CVE-2022-49716 is a vulnerability identified in the Linux kernel, specifically within the irqchip/gic-v3 driver component responsible for managing interrupt controllers on ARM architectures. The issue arises from improper error handling related to reference counting of device tree nodes. The function of_get_child_by_name() returns a node pointer with an incremented reference count, which must be decremented using of_node_put() when the node is no longer needed. However, in the vulnerable code path, when a memory allocation failure occurs (kcalloc fails), the code neglects to call of_node_put(), resulting in a reference count leak. This leak can cause resource exhaustion over time, potentially leading to system instability or denial of service. The fix involves adding a goto statement to the out_put_node label to ensure proper decrementing of the reference count even when allocation fails. This vulnerability is a memory/resource management flaw rather than a direct code execution or privilege escalation issue. It affects specific Linux kernel versions identified by the commit hashes provided. No known exploits are currently reported in the wild, and no CVSS score has been assigned yet.
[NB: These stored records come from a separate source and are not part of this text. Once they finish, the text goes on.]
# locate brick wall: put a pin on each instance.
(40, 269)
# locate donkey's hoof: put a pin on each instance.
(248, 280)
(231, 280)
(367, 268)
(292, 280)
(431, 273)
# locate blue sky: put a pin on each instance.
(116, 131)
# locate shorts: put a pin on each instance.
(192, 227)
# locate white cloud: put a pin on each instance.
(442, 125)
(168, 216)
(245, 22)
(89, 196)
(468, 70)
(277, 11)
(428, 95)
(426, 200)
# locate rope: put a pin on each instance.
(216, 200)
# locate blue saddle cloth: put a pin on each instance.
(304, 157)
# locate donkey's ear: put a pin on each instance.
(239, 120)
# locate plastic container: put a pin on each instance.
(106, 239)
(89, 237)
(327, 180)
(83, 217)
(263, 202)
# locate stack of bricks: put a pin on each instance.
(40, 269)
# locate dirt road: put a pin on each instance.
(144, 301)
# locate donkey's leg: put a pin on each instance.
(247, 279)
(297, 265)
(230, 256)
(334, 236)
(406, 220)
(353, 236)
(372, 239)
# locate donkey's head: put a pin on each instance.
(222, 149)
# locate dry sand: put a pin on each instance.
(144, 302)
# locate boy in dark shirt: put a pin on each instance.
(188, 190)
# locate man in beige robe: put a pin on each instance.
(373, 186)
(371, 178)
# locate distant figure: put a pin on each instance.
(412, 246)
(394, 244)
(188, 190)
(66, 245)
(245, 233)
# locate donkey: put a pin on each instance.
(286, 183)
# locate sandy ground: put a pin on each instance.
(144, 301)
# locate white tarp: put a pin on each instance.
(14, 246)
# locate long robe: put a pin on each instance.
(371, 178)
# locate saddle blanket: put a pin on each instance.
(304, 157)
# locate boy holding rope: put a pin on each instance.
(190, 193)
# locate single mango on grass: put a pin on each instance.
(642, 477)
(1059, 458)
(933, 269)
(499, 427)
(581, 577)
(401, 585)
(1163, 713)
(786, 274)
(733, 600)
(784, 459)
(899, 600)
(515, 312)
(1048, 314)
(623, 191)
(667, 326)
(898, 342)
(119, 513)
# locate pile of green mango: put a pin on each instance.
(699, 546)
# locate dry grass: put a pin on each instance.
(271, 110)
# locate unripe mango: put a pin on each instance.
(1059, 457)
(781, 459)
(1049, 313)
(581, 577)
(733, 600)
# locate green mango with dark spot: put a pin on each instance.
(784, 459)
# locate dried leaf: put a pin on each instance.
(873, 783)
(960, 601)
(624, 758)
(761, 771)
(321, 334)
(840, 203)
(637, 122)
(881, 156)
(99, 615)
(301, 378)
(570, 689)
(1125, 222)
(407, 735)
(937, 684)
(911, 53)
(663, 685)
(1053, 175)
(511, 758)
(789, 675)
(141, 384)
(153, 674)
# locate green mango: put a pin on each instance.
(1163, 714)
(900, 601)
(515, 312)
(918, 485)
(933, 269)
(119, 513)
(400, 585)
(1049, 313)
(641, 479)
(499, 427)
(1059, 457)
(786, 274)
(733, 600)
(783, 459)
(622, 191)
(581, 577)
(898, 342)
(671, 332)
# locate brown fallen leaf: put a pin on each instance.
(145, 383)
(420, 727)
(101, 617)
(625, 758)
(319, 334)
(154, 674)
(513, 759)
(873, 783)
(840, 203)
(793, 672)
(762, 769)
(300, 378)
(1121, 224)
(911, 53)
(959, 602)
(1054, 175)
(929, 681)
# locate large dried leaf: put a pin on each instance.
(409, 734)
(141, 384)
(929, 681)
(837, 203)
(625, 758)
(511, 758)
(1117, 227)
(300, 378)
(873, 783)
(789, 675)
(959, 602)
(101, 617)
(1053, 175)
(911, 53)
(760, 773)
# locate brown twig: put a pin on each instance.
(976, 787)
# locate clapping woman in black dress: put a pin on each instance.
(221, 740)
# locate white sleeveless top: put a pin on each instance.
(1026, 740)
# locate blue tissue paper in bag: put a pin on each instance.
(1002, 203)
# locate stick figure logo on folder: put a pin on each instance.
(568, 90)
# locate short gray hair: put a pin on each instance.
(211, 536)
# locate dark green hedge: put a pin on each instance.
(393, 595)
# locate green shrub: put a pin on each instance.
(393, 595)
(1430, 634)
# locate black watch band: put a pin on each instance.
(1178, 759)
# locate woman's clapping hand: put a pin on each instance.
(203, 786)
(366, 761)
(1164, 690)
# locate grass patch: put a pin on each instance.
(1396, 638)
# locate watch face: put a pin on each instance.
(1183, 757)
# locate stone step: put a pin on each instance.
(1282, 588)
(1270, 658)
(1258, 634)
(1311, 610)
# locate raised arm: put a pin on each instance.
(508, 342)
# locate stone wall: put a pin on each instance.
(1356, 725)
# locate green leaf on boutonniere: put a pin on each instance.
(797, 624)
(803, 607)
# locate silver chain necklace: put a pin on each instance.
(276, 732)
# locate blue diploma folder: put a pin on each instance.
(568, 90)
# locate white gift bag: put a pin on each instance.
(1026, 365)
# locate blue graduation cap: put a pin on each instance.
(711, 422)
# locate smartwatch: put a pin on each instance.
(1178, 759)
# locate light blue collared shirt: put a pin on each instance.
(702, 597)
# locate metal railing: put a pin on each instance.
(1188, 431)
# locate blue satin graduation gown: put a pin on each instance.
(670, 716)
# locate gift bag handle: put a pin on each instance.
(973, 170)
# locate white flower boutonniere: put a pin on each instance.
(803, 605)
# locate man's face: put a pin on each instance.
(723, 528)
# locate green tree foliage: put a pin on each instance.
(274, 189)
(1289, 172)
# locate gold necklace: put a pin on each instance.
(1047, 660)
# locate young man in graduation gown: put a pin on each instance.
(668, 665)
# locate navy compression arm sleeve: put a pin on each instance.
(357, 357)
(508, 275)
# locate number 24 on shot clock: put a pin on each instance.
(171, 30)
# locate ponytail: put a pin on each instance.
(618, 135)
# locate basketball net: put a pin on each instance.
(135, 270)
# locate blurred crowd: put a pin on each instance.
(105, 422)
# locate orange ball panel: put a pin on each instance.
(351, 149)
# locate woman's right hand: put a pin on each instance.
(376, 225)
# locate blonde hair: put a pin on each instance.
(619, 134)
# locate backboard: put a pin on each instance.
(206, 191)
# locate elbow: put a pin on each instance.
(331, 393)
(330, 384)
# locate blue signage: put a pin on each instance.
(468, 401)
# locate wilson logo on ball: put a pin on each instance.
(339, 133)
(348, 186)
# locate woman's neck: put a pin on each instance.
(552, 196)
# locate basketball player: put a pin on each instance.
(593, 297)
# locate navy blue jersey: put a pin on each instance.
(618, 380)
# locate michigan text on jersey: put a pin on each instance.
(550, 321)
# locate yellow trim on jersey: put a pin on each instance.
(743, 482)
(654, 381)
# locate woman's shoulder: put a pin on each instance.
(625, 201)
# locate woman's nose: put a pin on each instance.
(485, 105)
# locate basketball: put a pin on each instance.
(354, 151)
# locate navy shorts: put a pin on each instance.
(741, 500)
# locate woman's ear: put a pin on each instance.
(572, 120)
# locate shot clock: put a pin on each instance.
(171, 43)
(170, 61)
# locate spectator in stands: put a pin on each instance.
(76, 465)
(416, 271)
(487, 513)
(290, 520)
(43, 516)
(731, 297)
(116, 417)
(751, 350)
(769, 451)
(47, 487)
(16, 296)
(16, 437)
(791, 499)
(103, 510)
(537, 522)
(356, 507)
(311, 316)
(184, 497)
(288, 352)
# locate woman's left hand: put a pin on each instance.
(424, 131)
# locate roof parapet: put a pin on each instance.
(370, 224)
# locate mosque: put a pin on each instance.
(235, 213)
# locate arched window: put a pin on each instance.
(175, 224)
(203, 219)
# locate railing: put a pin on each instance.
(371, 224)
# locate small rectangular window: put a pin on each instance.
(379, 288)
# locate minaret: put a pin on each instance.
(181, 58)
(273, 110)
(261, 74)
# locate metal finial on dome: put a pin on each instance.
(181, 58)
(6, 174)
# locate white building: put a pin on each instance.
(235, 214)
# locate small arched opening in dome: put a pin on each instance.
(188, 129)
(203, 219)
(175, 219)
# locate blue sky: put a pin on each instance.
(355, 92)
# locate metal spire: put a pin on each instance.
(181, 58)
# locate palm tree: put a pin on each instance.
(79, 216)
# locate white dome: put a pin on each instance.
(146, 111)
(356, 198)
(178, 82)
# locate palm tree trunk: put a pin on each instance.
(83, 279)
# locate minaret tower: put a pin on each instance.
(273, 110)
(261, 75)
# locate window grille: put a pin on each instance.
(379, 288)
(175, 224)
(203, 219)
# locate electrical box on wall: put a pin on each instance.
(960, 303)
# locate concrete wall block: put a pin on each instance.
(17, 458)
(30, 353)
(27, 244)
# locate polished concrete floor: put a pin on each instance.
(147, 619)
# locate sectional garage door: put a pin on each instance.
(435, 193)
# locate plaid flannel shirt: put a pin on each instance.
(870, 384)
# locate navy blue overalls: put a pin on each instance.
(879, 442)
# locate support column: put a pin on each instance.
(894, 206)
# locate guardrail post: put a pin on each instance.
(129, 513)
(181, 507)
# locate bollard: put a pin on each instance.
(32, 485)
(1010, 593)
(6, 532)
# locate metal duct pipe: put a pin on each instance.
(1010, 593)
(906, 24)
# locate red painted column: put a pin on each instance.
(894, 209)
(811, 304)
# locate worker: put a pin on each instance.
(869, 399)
For European organizations, the primary impact of CVE-2022-49716 is related to system stability and availability, particularly for those running Linux on ARM-based platforms using the GICv3 interrupt controller, such as embedded systems, IoT devices, or specialized servers. Resource leaks can accumulate over time, potentially causing kernel crashes or degraded performance, which could disrupt critical services or industrial control systems. While this vulnerability does not directly expose confidentiality or integrity risks, the resulting denial of service could impact operational continuity. Organizations relying on Linux kernel versions containing this flaw should be aware of the risk of intermittent failures or crashes, especially in environments where uptime is critical. Since no active exploits are known, the immediate risk is moderate, but unpatched systems remain vulnerable to potential future exploitation or accidental system failures.

European organizations should prioritize applying the official Linux kernel patches that address this reference count leak in the irqchip/gic-v3 driver. Since the vulnerability is related to kernel code, updating to a fixed kernel version is the most effective mitigation. For environments where immediate patching is not feasible, monitoring system logs for kernel warnings or errors related to irqchip or device tree nodes can help detect early signs of resource leaks. Additionally, implementing robust system monitoring and automated reboot policies can mitigate the impact of potential kernel instability. Organizations should also review their use of ARM-based Linux systems and consider isolating critical workloads or deploying redundancy to minimize service disruption. Engaging with Linux distribution vendors for timely updates and security advisories is recommended to ensure patches are applied promptly.